The FFT, or Fast Fourier Transform, is an algorithm for quickly computing the frequencies that comprise a given signal. By quickly, we mean O( N log N ). This is way faster than the O( N2) which how long the Fourier transform took before the "fast" algorithm was worked out, but still not linear, so you are going to have to be mindful of performance when you use it. Because the FFT is now the standard way to compute the Fourier transform, many people often use the terms interchangeably, even though this is not strictly correct.

The FFT works on a chunk of samples at a time. You don't get more or less data out of a Fourier Transform than you put into it, you just get it in another form. That means that if you put ten audio samples in you get ten data-points out. The difference is that these ten data points now represent energy at different frequencies instead of energy at different times, and since our data uses real numbers, and not complex, the FFT will contain some redundancies -- specifically, only the first half of the spectrum contains relevant data. That means that for ten samples in, we really only get five relevant data-points out.

Clearly, the more frequency resolution you need, the more time data you need to give it. However, at some point you will run into the problem of not being able to return results quickly enough, either because you are waiting for more input, or because it takes too long to process.

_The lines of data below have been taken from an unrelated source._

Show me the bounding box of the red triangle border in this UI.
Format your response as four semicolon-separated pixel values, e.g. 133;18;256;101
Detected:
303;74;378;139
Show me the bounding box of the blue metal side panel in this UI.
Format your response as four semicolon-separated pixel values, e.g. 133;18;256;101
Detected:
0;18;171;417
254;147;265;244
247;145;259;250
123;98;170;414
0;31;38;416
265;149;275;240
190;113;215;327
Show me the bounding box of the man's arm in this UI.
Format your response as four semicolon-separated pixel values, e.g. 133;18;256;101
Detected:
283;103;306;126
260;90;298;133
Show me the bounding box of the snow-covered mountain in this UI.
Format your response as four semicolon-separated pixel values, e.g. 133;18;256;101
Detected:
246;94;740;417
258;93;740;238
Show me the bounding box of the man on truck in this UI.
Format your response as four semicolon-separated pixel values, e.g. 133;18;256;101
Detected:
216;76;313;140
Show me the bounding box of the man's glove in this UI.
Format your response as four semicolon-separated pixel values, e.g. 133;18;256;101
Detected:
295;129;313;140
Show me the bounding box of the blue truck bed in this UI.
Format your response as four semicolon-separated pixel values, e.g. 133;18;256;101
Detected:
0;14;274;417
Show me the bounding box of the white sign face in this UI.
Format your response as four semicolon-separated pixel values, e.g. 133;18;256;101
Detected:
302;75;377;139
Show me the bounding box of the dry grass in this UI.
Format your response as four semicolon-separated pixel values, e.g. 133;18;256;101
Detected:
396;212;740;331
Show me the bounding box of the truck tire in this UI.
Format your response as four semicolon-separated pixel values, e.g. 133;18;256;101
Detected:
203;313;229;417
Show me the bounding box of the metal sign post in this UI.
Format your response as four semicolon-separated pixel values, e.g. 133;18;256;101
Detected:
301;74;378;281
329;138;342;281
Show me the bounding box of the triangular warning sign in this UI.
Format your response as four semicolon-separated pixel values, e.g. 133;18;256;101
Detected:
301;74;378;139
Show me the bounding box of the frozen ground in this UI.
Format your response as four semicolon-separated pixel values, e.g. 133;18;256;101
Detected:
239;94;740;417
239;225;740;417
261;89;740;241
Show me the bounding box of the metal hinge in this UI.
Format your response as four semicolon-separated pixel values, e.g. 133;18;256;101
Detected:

Choosing the right size FFT is critical: too big and you consume lots of CPU and delay getting a response, too small and your results lack resolution.

How do we know how big our FFT should be? You can determine the accuracy of your FFT with this simple formula:

binSize = sampleRate/N ;

For example, with a bin size of 8192 (most implementations of the FFT work best with powers of 2), and a sample rate of 44100, you can expect to get results that are accurate to within about 5.38 Hz. Not great for a tuner, but, hey, that's why we are sampling at 8000 Hz, which gives us an accuracy of better than 1 Hz. Still not perfect, for, say, a 5 string bass, but you can always use a a larger N if you need to. Keep in mind that getting enough samples to get that much accuracy takes longer than a second, so our display only updates about once a second. That's yet another reason you might want to overlap your windows.

The output of the FFT is an array of N complex numbers. It is possible to use both the real and imaginary part to get very accurate frequency information, but for now we'll settle for something simpler and much easier to understand: we simply look at the magnitude. To find the magnitude of each frequency component, we use the distance formula:

for( i in 0 to N/2 )
   magnitude[i] = sqrt( real[i]*real[i] + cmpx[i]*cmpx[i] );

Now that we know the magnitude of each FFT bin, finding the frequency is simply a matter of finding the bin with the maximum magnitude. The frequency will then be the bin number times the bin size, which we computed earlier. Note that we don't actually need to compute the square root to find the maximum magnitude, so our actual code skips that step.

More

We do a bit more in our code, like identify the nearest semi-tone and find the difference between the that semi-tone and the identified frequency, but for stuff like that we'll leave the code to speak for itself.